Kernel Samepage Merging (KSM) is essentially active memory deduplication. What does this means for our KVM guests? Basically the more similar guests we have running, the more of a memory footprint they share, which means less memory they actually hold. These free pages can then be reutilized by the host to provide improved i/o through some of the caching that KVM does or by an increased capacity for other guests.

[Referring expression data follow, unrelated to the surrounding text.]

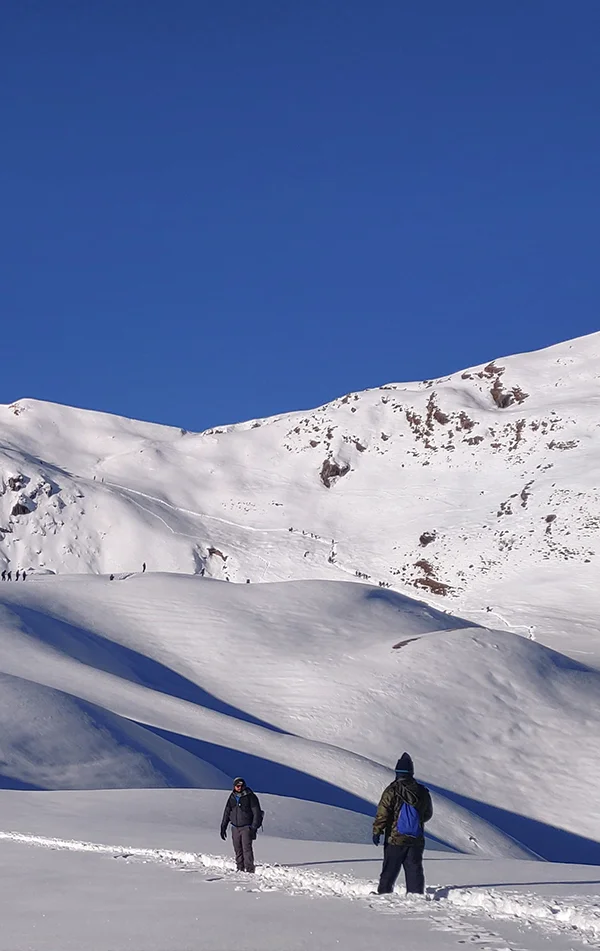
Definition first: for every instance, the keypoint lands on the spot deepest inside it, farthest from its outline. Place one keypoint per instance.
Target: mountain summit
(472, 491)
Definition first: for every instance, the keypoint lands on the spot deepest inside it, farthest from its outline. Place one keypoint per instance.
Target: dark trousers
(242, 843)
(409, 856)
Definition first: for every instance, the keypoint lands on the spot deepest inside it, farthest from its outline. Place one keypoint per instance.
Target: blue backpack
(409, 821)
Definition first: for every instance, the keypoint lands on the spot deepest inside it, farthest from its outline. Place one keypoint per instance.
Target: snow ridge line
(582, 918)
(316, 883)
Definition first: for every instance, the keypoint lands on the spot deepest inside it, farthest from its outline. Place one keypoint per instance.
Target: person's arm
(255, 813)
(226, 815)
(382, 816)
(427, 807)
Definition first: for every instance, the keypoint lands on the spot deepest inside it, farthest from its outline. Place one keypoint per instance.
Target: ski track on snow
(581, 919)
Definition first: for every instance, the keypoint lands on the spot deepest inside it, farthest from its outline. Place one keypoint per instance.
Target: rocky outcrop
(331, 471)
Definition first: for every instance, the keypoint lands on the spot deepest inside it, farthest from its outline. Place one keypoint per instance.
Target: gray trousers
(242, 843)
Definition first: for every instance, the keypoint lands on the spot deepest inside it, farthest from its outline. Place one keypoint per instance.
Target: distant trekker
(403, 810)
(243, 811)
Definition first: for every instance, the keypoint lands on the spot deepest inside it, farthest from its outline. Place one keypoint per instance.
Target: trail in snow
(177, 508)
(581, 919)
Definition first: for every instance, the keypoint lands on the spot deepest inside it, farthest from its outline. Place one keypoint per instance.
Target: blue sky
(219, 210)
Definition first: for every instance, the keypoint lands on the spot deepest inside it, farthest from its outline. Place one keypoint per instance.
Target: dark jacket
(388, 810)
(242, 810)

Verify Support for KSM in the Linux Kernel
# grep KSM /boot/config-`uname -r` CONFIG_KSM=y
View KSM Parameters
# ls /sys/kernel/mm/ksm/ full_scans pages_sharing pages_unshared run pages_shared pages_to_scan pages_volatile sleep_millisecs
Each file in this directory has a file which contains statistics on how KSM is being used. If you would like to see if KSM is working check the pages_shared, any value higher than zero indicates that it is working.
View Efficacy of KSM
# cat /sys/kernel/mm/ksm/pages_shared 60887
# cat /sys/kernel/mm/ksm/pages_sharing 835511
# cat /sys/kernel/mm/ksm/pages_unshared 124818
On my machine I am sharing 60887 unique pages between 835511 pages with only 124818 pages that cannot be shared at this particular moment. With 4KB per page this means I have 237MB of unique pages which are being shared to eliminate the need for 3.2GB of RAM, while only having 487MB of unshared memory. Which isn’t bad considering this is a very small host which only runs two VMs with 2GB of RAM each.